For this situation, we propose a penalized Cox regression model with a weighted version of the Cox partial likelihood that includes patients of all subgroups but assigns them individual weights based on their subgroup affiliation. The weights are estimated from the data such that patients who are likely to belong to the subgroup of interest obtain higher weights in the subgroup-specific model.
Our proposed approach is evaluated through simulations and application to real lung cancer cohorts, and compared to existing approaches. Simulation results demonstrate that our proposed model is superior to standard approaches in terms of prediction performance and variable selection accuracy when the sample size is small.

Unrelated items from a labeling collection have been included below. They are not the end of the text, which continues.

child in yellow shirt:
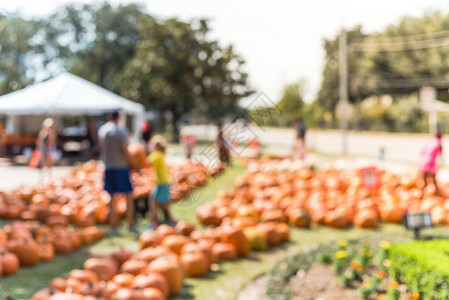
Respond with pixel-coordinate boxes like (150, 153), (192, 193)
(148, 135), (176, 229)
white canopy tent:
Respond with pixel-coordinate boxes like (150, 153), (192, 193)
(0, 73), (145, 134)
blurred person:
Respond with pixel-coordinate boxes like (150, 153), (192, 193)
(181, 133), (196, 161)
(140, 120), (153, 155)
(87, 120), (98, 156)
(419, 132), (443, 195)
(98, 111), (137, 235)
(295, 118), (307, 142)
(36, 118), (56, 180)
(217, 123), (231, 166)
(148, 135), (176, 229)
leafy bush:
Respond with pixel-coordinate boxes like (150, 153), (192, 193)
(390, 240), (449, 299)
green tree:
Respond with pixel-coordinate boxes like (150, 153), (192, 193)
(117, 18), (252, 140)
(45, 2), (145, 91)
(277, 81), (304, 126)
(0, 15), (41, 95)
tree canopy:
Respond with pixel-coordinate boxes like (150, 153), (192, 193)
(0, 2), (252, 138)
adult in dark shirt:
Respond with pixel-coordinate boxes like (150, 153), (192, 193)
(98, 111), (137, 235)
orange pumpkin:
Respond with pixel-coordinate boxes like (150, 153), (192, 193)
(39, 243), (55, 261)
(354, 209), (379, 228)
(196, 203), (221, 226)
(139, 231), (162, 250)
(175, 220), (195, 236)
(276, 223), (290, 243)
(221, 226), (251, 257)
(31, 288), (55, 300)
(260, 209), (286, 222)
(156, 224), (177, 238)
(257, 223), (281, 247)
(83, 257), (117, 280)
(180, 251), (209, 277)
(69, 269), (99, 283)
(49, 293), (84, 300)
(147, 255), (184, 296)
(111, 248), (134, 267)
(162, 235), (191, 255)
(120, 259), (148, 276)
(143, 288), (166, 300)
(134, 272), (169, 297)
(8, 239), (39, 267)
(287, 209), (310, 228)
(212, 243), (237, 261)
(112, 273), (135, 287)
(136, 246), (172, 263)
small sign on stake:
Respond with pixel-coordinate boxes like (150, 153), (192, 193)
(360, 167), (380, 189)
(404, 212), (433, 239)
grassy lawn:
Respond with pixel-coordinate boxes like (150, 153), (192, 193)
(0, 165), (447, 300)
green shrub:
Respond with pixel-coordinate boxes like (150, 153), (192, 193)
(390, 240), (449, 300)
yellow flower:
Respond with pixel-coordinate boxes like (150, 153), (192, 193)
(338, 240), (348, 247)
(335, 250), (348, 258)
(388, 281), (399, 289)
(380, 241), (390, 249)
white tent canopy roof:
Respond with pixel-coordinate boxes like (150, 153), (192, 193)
(0, 73), (144, 115)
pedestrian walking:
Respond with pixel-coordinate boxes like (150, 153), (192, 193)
(419, 132), (443, 195)
(148, 135), (176, 229)
(217, 123), (231, 166)
(36, 118), (56, 181)
(140, 120), (153, 155)
(98, 111), (137, 235)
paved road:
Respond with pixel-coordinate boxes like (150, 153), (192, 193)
(186, 125), (449, 163)
(0, 126), (442, 191)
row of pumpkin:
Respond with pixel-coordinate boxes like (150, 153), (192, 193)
(197, 163), (449, 228)
(0, 161), (223, 228)
(0, 221), (104, 277)
(31, 221), (290, 300)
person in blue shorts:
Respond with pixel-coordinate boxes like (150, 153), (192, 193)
(148, 135), (176, 229)
(98, 111), (137, 235)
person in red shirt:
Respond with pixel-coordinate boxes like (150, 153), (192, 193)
(419, 132), (443, 195)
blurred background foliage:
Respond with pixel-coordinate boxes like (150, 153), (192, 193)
(0, 2), (449, 132)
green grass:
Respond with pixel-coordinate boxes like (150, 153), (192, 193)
(4, 164), (447, 300)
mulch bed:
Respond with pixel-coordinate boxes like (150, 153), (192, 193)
(290, 264), (410, 300)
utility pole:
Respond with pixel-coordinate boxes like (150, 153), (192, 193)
(338, 29), (348, 155)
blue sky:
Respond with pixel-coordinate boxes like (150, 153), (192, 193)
(0, 0), (449, 102)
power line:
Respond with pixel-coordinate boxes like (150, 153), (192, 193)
(349, 36), (449, 52)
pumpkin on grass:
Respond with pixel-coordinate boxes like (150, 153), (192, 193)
(244, 226), (268, 251)
(147, 255), (184, 296)
(0, 251), (20, 276)
(112, 273), (135, 287)
(83, 257), (117, 280)
(287, 209), (310, 228)
(8, 238), (39, 267)
(120, 259), (148, 276)
(212, 243), (237, 261)
(221, 226), (251, 257)
(139, 230), (162, 250)
(162, 235), (191, 255)
(180, 252), (209, 277)
(111, 248), (134, 267)
(354, 209), (379, 228)
(69, 269), (99, 283)
(133, 272), (169, 297)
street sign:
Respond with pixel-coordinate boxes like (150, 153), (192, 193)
(360, 167), (380, 189)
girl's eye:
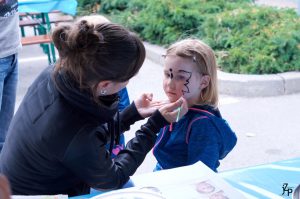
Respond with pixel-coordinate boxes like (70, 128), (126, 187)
(175, 75), (186, 81)
(165, 73), (171, 78)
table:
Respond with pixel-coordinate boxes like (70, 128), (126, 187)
(70, 158), (300, 199)
(18, 0), (77, 63)
(220, 158), (300, 199)
(18, 0), (77, 15)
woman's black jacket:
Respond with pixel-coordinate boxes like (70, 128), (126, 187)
(0, 67), (167, 196)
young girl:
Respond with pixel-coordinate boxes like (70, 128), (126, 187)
(153, 39), (237, 171)
(0, 16), (187, 196)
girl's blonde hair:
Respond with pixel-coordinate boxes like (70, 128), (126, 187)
(166, 39), (218, 108)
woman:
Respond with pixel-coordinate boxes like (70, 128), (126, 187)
(0, 19), (187, 196)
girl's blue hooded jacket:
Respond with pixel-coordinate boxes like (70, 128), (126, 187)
(153, 105), (237, 172)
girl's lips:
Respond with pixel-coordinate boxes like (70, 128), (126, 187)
(168, 92), (176, 96)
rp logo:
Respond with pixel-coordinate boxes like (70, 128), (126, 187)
(281, 183), (293, 196)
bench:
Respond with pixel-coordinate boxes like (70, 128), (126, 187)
(21, 35), (52, 46)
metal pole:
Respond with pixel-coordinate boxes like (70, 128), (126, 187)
(297, 0), (300, 15)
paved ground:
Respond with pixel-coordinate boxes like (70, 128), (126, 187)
(17, 45), (300, 176)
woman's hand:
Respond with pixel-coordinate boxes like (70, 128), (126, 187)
(134, 93), (167, 118)
(159, 97), (188, 123)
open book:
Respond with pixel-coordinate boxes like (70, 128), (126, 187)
(92, 162), (245, 199)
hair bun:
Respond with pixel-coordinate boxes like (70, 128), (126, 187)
(52, 25), (71, 57)
(69, 20), (100, 54)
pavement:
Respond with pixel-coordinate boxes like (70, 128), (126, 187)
(16, 0), (300, 174)
(16, 45), (300, 174)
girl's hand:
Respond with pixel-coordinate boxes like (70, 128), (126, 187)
(134, 93), (166, 118)
(159, 97), (188, 123)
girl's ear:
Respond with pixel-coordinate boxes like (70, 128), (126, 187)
(97, 80), (112, 95)
(200, 75), (210, 90)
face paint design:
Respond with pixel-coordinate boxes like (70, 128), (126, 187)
(169, 68), (174, 79)
(179, 70), (192, 95)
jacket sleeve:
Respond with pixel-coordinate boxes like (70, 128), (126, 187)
(63, 111), (168, 189)
(187, 119), (219, 171)
(115, 103), (144, 132)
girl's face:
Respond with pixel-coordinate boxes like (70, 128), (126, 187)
(163, 55), (202, 106)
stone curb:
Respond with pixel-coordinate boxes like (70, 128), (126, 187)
(144, 42), (300, 97)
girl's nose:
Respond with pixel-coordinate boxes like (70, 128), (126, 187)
(167, 78), (175, 88)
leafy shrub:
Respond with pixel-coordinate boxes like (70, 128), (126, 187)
(203, 6), (300, 74)
(81, 0), (300, 74)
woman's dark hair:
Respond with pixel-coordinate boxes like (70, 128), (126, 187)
(52, 20), (145, 97)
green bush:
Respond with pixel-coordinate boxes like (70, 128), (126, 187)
(77, 0), (300, 74)
(203, 6), (300, 74)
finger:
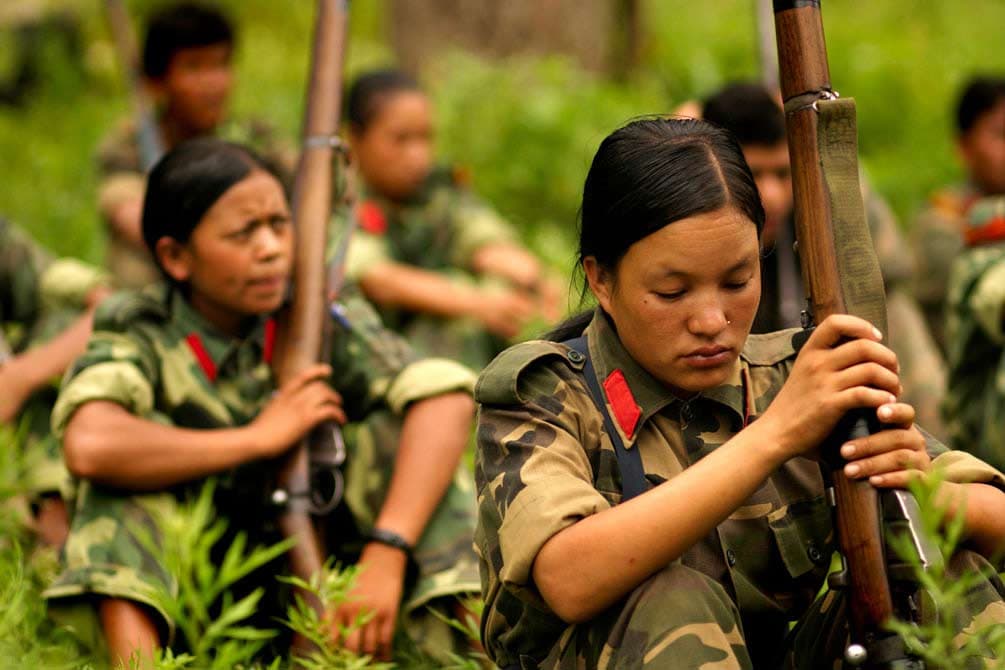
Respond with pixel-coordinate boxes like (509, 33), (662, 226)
(806, 314), (882, 349)
(844, 449), (928, 479)
(876, 403), (916, 428)
(841, 428), (925, 461)
(378, 615), (395, 661)
(869, 470), (922, 488)
(834, 363), (900, 397)
(836, 386), (896, 412)
(360, 616), (378, 656)
(342, 611), (365, 654)
(828, 339), (899, 373)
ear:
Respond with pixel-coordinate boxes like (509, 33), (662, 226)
(155, 237), (194, 283)
(583, 256), (614, 313)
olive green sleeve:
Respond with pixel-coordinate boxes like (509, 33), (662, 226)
(330, 285), (474, 421)
(0, 219), (51, 325)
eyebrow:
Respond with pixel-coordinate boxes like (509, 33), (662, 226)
(660, 256), (756, 277)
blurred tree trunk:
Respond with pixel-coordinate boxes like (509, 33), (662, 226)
(390, 0), (641, 74)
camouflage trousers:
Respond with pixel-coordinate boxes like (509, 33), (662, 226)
(44, 413), (480, 658)
(538, 551), (1005, 670)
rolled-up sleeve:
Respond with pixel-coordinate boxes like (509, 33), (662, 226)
(477, 368), (610, 602)
(51, 331), (154, 438)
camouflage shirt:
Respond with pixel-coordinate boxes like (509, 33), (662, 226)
(945, 198), (1005, 468)
(911, 184), (980, 355)
(475, 311), (1005, 666)
(0, 217), (106, 349)
(52, 284), (471, 434)
(97, 120), (296, 288)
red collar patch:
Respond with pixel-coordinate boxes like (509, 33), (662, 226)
(356, 200), (387, 235)
(604, 370), (642, 439)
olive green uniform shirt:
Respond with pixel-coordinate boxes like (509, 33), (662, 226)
(944, 197), (1005, 468)
(475, 311), (1005, 666)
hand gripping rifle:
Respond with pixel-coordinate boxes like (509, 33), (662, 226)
(272, 0), (349, 622)
(774, 0), (939, 669)
(105, 0), (164, 173)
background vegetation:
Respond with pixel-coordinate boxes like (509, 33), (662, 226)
(0, 0), (1005, 277)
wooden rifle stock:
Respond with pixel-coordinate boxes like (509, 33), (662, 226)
(274, 0), (348, 606)
(774, 0), (894, 658)
(105, 0), (164, 172)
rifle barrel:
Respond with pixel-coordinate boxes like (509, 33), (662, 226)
(774, 0), (893, 634)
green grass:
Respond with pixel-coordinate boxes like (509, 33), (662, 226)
(0, 0), (1005, 268)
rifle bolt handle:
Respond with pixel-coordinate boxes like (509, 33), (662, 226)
(844, 644), (869, 668)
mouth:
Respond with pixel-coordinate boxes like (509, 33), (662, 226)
(247, 274), (286, 293)
(681, 345), (733, 368)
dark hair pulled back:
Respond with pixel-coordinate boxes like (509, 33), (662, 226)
(143, 2), (234, 79)
(346, 69), (422, 132)
(545, 117), (764, 342)
(143, 138), (278, 271)
(701, 81), (785, 147)
(956, 75), (1005, 135)
(579, 118), (764, 269)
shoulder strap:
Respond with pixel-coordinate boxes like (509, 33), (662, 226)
(562, 334), (649, 502)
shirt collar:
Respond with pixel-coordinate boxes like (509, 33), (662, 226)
(168, 289), (274, 377)
(585, 307), (754, 446)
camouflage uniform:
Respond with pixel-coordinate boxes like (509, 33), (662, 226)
(45, 284), (478, 648)
(0, 218), (106, 494)
(752, 186), (947, 439)
(475, 311), (1005, 669)
(910, 180), (980, 356)
(340, 164), (517, 370)
(945, 197), (1005, 468)
(97, 121), (296, 288)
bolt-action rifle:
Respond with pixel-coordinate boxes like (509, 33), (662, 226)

The results suggest that sharing information between subgroups by incorporating appropriate weights into the likelihood can increase power to identify the prognostic covariates and improve risk prediction.
在临床医学中,一项重要任务是基于高维分子测量(如基因表达数据)为特定患者亚组构建风险预测模型。建模高维数据的主要目标是实现良好的预测性能和特征选择,以找到与临床结局(如事件时间终点)真正相关的预测因子子集。在临床实践中,由于患者队列通常较小,并且在预测因子与结局之间的关系方面可能存在异质性,因此这项任务颇具挑战性。当具有相同或相似疾病的多个患者亚组的数据可用时,将它们合并以增加样本量(如在多中心研究中)是很诱人的。然而,亚组之间的异质性可能导致有偏结果,并且亚组特异性效应可能仍然未被发现。
针对这种情况,我们提出了一种带有加权 Cox 部分似然的惩罚性 Cox 回归模型,该模型包含所有亚组的患者,但根据其亚组归属为每个患者分配单独的权重。权重是根据数据估计的,使得可能属于感兴趣亚组的患者在亚组特异性模型中获得更高的权重。
我们通过模拟和对真实肺癌队列的应用评估了所提出的方法,并与现有方法进行了比较。模拟结果表明,当样本量较小时,与标准方法相比,我们提出的模型在预测性能和变量选择准确性方面具有优势。
结果表明,通过将适当的权重纳入似然函数来在亚组之间共享信息可以提高识别预后协变量的能力并改善风险预测。